Ob Hoyerswerda, Mölln oder Rostock – Jan Peter, Yury Winterberg und Rainer Fromm lassen in der ersten Folge ihrer dreiteiligen Reihe „Nach Hitler – Radikale Rechte rüsten auf“ kein Ereignis aus, bei dem gewaltbereite Rechte triumphierten. „In der Szene war Rostock absolut das Größte“, erinnert sich ein Aussteiger, „weil die Bevölkerung Zustimmung signalisierte.“ Dass beim erneuten Anblick der Bilder einigen nicht ausgestiegenen Neonazis noch einmal vor Stolz die Brust schwillt, kann man den Autoren nicht vorwerfen.

Erstmals dokumentiert ein Fernsehteam die Entwicklung des Rechtsextremismus seit 1945. Bei den meisten Zuschauern wird das Entsetzen hervorrufen, und viele wird es in der Ansicht bestärken: Deutschland war fünfzig Jahre auf dem rechten Auge blind – im Westen wie im Osten. So erinnert der Film daran, dass kaum einer die rechte Gefahr sehen wollte, als die Wehrsportgruppe Hoffmann sich auf eine Militärdiktatur vorbereitete oder Gundolf Köhler auf das Münchner Oktoberfest ein Sprengstoffattentat verübte. Und auch als Frank Schubert beim Schmuggeln von Waffen an der Schweizer Grenze zwei Polizisten erschoss und dabei selbst ums Leben kam, fürchteten nur wenige einen organisierten Rechtsextremismus. Ausgerechnet der Münchner Neonazi Friedhelm Busse entlarvt die Naivität der meisten Deutschen, indem er sagt: „Durch den Tod von Frank Schubert war ja die allgemeine Stimmung: Man muss auch bereit sein, für sein politisches Ziel sein Leben zu lassen.“ Und Manfred Roeder gesteht in der Dokumentation ganz ungeniert, dass er von einer nationalsozialistischen RAF träumte.

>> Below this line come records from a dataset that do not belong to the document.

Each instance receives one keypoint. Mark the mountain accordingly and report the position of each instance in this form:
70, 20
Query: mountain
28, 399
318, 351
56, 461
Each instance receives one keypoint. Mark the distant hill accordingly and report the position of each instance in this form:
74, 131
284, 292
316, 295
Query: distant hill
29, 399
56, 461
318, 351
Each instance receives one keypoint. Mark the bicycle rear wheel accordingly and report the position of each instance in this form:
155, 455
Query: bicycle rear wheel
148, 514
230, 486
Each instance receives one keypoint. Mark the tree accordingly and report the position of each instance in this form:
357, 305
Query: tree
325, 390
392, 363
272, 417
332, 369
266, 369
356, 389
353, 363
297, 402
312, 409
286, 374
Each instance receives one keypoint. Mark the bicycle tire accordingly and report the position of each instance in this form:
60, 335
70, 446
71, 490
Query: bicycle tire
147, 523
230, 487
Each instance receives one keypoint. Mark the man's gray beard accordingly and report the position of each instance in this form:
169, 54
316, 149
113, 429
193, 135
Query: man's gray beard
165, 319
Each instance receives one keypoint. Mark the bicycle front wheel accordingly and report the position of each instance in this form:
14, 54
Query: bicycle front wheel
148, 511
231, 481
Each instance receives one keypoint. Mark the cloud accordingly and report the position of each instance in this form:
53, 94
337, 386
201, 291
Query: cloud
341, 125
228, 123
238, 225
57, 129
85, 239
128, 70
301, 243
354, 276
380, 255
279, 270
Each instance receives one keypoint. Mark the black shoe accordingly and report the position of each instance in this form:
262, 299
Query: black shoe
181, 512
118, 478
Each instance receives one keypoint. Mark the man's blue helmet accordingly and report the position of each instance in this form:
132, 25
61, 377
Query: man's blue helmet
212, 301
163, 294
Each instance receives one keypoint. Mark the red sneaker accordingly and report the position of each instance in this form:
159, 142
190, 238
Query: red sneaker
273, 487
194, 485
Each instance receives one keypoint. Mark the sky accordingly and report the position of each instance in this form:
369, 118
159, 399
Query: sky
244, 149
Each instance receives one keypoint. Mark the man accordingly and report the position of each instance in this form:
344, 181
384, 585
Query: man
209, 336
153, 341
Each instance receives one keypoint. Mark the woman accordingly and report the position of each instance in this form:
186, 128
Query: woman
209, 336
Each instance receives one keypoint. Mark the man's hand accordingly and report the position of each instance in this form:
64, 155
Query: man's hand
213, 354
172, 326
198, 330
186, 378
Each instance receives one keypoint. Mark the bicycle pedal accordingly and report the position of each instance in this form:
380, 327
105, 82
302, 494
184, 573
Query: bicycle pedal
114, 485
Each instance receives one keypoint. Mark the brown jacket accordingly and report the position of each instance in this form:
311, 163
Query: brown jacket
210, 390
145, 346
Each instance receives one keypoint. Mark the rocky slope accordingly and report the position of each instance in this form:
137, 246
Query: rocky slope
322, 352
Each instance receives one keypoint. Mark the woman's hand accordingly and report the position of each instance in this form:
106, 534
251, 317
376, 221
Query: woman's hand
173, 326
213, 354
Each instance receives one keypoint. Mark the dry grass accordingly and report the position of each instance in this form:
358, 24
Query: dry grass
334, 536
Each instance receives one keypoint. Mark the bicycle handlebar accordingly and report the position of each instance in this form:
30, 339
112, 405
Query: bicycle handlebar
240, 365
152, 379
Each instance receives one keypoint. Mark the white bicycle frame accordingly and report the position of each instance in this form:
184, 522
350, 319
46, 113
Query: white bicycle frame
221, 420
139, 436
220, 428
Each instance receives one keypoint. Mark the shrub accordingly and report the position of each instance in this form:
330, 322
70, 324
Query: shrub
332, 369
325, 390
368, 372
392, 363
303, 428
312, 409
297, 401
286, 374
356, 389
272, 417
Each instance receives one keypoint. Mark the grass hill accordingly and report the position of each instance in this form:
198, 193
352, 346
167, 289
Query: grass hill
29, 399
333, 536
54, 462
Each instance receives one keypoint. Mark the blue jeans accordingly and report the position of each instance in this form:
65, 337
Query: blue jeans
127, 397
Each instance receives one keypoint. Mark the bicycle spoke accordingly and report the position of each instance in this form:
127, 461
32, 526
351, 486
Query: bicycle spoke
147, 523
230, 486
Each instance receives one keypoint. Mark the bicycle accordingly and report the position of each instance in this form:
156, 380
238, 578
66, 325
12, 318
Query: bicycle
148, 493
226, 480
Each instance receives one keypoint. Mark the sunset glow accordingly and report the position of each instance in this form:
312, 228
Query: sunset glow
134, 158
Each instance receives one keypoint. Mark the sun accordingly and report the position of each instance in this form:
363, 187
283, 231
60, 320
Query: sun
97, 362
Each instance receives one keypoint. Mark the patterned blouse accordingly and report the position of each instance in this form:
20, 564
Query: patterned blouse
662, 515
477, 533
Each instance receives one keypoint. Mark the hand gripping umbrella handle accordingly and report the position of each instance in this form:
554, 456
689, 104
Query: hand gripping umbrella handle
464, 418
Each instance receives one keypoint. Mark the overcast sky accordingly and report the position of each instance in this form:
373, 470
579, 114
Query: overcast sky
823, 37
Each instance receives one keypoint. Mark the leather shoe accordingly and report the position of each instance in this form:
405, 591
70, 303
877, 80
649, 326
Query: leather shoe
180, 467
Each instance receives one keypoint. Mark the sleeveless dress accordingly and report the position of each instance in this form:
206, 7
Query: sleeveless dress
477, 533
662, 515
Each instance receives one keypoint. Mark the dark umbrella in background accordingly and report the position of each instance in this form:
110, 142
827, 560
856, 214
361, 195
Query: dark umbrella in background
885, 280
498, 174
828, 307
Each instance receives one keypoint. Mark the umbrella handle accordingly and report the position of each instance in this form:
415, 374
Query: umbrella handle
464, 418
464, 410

Neben den Tätern hat das Team Aussteiger, Wissenschaftler und Zeitzeugen befragt. So erzählt Mevlüde Genç eindringlich von ihrem Leben zwischen Bundesverdienstkreuz und Videoüberwachung. Die Türkin verlor beim rechten Brandanschlag auf ihr Wohnhaus in Solingen 1993 fünf Verwandte und ist bis heute auf psychologische Unterstützung angewiesen.

Der Film räumt auf mit dem Klischee, rechte Gewalt sei eine Sache von kahl rasierten jungen Männern in Springerstiefeln. Die Täter und Vordenker trugen mal zerzauste Haare (Gundolf Köhler), mal absurde Zwirbelbärte (Karl-Heinz Hoffmann). Sie sahen aus wie Schwiegermutters Liebling mit Heintje-Frisur (Christian Worch) oder kamen wie ein Staubsaugervertreter im billigen Anzug daher (Klaus Ludwig Uhl). Nur eins haben sie bis heute alle gemeinsam: ihren blinden Hass.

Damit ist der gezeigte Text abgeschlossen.